A luz não ajudava no reflexo, porém, foi mais que o suficiente, e... que... porra... é... essa?

O Sistema logo me alertou: [Você é Imune a sua própria Aura Demoníaca, efeito Amedrontador ignorado].

— Que isso?

Agora vejo meu próprio corpo com dificuldades, e essa dificuldade toda vinha de algo que eu não conseguiria ver normalmente, um espírito ou aura sombria está atrás de mim. Esse espírito tinha uma leve silhueta humana, mas ele constantemente se movimentava como uma mancha de tinta sendo pincelada em um quadro branco.

O pouco que vi me fez passar mal, mesmo que o sistema dissesse que tal aura não tinha me atingido. Se é assim, por que estou quase vomitando aqui qualquer coisa que tivesse comido antes? Caí de lado por um momento e tamanha foi a ânsia, que tive que inspirar e respirar durante alguns segundos apenas para me controlar.

Isso claramente explica o porquê desses homens saíram correndo como se suas vidas dependessem disso. Com essa aura, qualquer um que me observar vai acreditar que sou um monstro aterrorizador. O fato deles não terem se cagado de medo ou desmaiado depois de ver essa aura é o que me surpreendeu. Isso significa que eles eram realmente fortes.

E aí? Como fica meu lado? Se eu não conseguir tirar essa aura, será impossível me comunicar com qualquer pessoa ou criatura. Mesmo que eles não entendessem minhas palavras, duvido muito que ousariam se comunicar com um monstro como eu.

— O que eu faço? — perguntei aos ventos e suspirei.

Depois de pensar tempo suficiente, o som de alerta veio outra vez na minha cabeça. Agora o Sistema me avisava: [Você deseja desativar a Aura Demoníaca?][Sim][Não].

Sim, por favor.

Mesmo deitado naquele chão de grama, ergui minha mão direita e apertei novamente no Sim.
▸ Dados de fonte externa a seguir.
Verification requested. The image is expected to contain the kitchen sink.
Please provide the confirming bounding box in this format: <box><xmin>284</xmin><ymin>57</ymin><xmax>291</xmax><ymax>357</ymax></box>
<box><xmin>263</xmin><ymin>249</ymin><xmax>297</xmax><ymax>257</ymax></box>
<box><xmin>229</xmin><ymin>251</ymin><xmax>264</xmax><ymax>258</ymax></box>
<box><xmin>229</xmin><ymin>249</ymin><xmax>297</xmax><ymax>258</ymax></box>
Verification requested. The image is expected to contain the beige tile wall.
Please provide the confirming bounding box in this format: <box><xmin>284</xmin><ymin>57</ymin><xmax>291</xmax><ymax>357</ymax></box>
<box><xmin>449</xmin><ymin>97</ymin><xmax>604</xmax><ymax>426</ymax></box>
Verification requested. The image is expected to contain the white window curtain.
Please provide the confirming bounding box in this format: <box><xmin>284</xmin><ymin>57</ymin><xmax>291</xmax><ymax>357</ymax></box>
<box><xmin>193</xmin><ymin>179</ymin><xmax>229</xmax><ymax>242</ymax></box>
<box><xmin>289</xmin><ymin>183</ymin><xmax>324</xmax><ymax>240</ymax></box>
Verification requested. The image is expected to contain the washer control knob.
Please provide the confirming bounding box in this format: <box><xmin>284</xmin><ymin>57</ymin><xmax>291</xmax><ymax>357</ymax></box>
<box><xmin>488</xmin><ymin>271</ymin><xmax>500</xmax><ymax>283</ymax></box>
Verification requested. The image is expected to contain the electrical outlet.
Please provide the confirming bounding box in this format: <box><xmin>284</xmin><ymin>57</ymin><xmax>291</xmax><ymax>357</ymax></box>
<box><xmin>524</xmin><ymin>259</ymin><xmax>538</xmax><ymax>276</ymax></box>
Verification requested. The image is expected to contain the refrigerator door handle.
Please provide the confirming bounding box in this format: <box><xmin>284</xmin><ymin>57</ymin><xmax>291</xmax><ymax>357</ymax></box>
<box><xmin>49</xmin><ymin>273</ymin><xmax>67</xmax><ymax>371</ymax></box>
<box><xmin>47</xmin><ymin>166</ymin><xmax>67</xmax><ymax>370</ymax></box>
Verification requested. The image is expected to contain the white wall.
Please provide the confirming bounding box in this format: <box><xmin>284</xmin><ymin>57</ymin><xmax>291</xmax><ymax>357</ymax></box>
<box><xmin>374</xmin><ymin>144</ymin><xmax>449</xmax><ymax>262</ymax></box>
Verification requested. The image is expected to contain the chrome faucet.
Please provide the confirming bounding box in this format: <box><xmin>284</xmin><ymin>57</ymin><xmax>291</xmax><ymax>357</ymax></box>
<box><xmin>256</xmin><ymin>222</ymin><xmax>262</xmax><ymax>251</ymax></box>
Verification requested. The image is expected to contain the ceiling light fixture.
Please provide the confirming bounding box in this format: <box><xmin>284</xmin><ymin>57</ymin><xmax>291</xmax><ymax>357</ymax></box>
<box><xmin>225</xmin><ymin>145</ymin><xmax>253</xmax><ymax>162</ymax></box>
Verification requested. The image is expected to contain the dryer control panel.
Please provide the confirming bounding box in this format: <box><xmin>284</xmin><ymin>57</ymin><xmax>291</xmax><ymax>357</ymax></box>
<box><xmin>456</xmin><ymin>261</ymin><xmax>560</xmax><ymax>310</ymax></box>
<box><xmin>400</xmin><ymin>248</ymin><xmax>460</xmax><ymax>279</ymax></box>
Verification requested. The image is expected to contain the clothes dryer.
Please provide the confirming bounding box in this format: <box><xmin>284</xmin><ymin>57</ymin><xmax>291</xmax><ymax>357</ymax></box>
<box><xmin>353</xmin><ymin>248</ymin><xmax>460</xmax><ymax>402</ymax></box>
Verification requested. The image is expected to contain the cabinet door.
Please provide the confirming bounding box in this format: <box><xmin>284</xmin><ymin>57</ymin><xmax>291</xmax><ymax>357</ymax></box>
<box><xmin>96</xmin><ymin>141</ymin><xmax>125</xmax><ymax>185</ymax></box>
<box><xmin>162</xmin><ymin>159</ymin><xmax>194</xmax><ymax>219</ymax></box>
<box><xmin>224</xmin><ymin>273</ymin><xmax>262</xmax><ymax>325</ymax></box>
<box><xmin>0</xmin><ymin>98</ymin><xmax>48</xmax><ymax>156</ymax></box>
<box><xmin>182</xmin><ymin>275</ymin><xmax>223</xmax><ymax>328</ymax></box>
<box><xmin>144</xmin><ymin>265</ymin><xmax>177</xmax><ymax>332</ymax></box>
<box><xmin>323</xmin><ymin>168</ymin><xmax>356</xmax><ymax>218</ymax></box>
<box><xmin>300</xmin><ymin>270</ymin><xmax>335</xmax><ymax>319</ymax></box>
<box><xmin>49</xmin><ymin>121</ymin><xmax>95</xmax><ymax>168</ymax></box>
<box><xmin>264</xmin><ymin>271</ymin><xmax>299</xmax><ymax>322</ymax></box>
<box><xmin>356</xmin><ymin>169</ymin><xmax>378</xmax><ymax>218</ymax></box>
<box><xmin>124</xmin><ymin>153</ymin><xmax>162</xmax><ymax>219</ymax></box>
[Aura Demoníaca Desativada].

Tão simples assim. Tudo seria diferente se eu conseguisse fazer isso antes de aparecer diante deles, ? Agora, tanto faz.

— Ao menos... — Me levantei e fui novamente até a água. — Poderei me ver agora?

Então, voltei a me olhar.

Vi uma garotinha com pele de âmbar, um rosto fofo e infantil, com olhos vermelhos como labaredas de fogo e cabelos negros com madeixas brancas. Mesmo com traços “demoníacos”, era algo que não daria medo a ninguém. Maldita seja aquela aura. Eu não saberia como reagir se encontrasse algo assim...

Tanto quanto outras “sessões de verificação”, não há como negar, sou uma garota agora. Custava eu ter aparecido ao menos com roupas? Por que, literalmente nu? Isso me deixa tão nervoso que eu quero gritar.

— EU! — comecei a gritar — O MAIS BONITÃO DE VÁRIAS VOTAÇÕES. — Caminhei de uma direção a outra, continuando gritando. — O MAIS SEDUTOR... O MAIS INTELIGENTE DOS HOMENS DO JAPÃO... — Inspirei profundamente. — ESTOU NESTE CORPO DE CRIANÇA! Vai tomar no cu seja lá quem está fazendo essa brincadeira comigo.

Aquela cena toda, se eu visse de um ângulo afastado, certeza que iria condizer com meu estado, afinal, gritei, chutei grama e terra, esperneei como se realmente fosse uma criança melequenta.

— Por quê? Só me responda o porquê. — E novamente o Sistema veio me avisar de algo — O que foi dessa vez, porra?

[Percepção Passiva Ativada: você identifica 2 <Goblins> se aproximando]

Ah não, puta que me pariu! Agora, já não bastasse tudo que aconteceu nesse dia de merda, terei que lutar contra monstros para tentar “sobreviver”? Quer saber, que venha então suas merdinhas, se for para morrer nessa merda, vou morrer lutando igual um homem!